Alcuin and the circle of court scholars were primarily concerned with literature and education, but the Carolingian Renaissance also encompassed the visual arts and music. Architecture Architecture;Franks
Franks;architecture , especially of churches and monasteries, revived Roman plans of basilicas and baptisteries, as well as the structure and aesthetics of arches and columns. Wall paintings and mosaics decorated these buildings. Although few of these edifices have survived, one example is the small church with apse mosaic at Germigny-des-Prés, whose construction and iconographical program probably were guided by Alcuin’s colleague, Theodulf of Orléans. Manuscripts of Bibles, liturgical texts, and secular books preserve miniatures whose figure style and decorative patterns recall Roman paintings. Sumptuous ivory and jeweled bindings on many of these books also revive the style and magnificence of late antique ivory carving and metalwork. Music supported the liturgy with the Roman practice of Gregorian chant.



Significance

In political terms, Charlemagne’s empire did not survive the division among his heirs, but the Carolingian Renaissance that Alcuin and his contemporaries promoted was passed down through several generations of scholars who continued these literary traditions even while the political fabric of the Carolingian empire disintegrated. Indeed, the Carolingian Renaissance has had a long-lasting influence. It preserved and transmitted much of the classical Roman literature that has survived. It established standards for an education in the liberal arts. Its texts were copied in a clear, legible script that remains the foundation of typographical letters to the present. The text of the Bible owes much to the work of Alcuin and the Carolingian dissemination of biblical manuscripts. The collaboration of Alcuin and Charlemagne, along with other intellectuals and artists, thus had a major impact on the cultural heritage of Western civilization.



Further Reading

  • Becher, Matthias. Charlemagne. Translated by David S. Bachrach. New Haven, Conn.: Yale University Press, 2003. A biography of Charlemagne, the emperor whom Alcuin advised. Bibliography and index.

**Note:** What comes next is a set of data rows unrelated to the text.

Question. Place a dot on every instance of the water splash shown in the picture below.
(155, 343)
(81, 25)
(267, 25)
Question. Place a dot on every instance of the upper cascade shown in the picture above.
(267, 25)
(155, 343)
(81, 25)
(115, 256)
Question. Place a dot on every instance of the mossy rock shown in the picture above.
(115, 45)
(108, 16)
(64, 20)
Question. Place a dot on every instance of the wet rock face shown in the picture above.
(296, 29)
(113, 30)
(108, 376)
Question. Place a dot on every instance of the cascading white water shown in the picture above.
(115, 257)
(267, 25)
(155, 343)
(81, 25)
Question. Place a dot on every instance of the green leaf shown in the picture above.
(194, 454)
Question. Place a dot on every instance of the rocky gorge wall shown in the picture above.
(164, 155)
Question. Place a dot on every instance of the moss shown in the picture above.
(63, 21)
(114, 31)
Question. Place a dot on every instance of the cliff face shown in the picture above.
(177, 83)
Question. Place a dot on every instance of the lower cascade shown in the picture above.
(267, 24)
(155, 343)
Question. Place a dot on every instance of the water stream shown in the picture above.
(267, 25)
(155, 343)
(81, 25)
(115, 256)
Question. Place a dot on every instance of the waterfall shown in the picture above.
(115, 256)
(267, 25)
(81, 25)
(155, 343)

  • Duckett, Eleanor Shipley. Alcuin, Friend of Charlemagne. 1951. Reprint. Hamden, Conn.: Archon Books, 1965. Written by an important medieval historian, this study remains the only complete biography of Alcuin.
  • Einhard. Charlemagne’s Courtier: The Complete Einhard. Edited and translated by Paul Edward Dutton. Peterborough, Ont.: Broadview Press, 1998. A translation of Einhard’s biography of Charlemagne. Shows the influence of Alcuin’s teachings. Bibliography and index.

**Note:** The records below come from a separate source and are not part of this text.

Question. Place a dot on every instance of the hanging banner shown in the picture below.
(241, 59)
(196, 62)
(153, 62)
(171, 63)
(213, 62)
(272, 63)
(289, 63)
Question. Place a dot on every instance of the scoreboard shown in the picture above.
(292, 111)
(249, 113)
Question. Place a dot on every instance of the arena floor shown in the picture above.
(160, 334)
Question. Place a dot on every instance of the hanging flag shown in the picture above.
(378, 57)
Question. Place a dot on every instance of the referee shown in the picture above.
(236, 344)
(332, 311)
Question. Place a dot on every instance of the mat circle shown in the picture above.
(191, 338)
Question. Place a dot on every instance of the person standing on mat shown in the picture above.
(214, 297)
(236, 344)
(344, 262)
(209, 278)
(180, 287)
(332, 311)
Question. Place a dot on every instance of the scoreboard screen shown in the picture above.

  • Houwen, L. A. J. R., and A. A. Macdonald, eds. Alcuin of York: Scholar at the Carolingian Court. Groningen, the Netherlands: E. Forsten, 1998. A collection of papers presented at the Third Germania Latina Conference at the University of Groningen in 1995. Examines his role as a scholar and his influence.
  • McKitterick, Rosamond, ed. Carolingian Culture: Emulation and Innovation. New York: Cambridge University Press, 1994. Contains eleven essays by leading scholars that discuss the literary and artistic contributions of the Carolingian Renaissance.

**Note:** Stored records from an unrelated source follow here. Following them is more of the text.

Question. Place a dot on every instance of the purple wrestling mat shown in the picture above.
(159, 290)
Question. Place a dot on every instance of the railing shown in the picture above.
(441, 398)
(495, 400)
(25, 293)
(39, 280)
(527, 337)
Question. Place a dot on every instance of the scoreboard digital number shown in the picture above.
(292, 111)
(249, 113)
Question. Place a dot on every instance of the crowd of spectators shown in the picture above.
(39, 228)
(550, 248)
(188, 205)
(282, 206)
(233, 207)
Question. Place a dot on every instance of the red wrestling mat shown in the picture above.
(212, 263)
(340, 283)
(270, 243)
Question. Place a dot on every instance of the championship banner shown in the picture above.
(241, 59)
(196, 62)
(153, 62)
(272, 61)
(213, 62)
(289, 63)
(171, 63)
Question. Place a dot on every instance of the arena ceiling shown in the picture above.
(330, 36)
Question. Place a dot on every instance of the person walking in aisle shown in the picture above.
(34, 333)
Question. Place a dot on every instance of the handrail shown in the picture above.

  • McKitterick, Rosamond. The Carolingians and the Written Word. New York: Cambridge University Press, 1989. Examines the extent and uses of literacy and education in the Carolingian period.
  • Morrissey, Robert John. Charlemagne and France: A Thousand Years of Mythology. Translated by Catherine Tihanyi. Notre Dame, Ind.: University of Notre Dame Press, 2003. A study of Charlemagne and the stories about him that attempts to separate fiction from fact. Bibliography and index.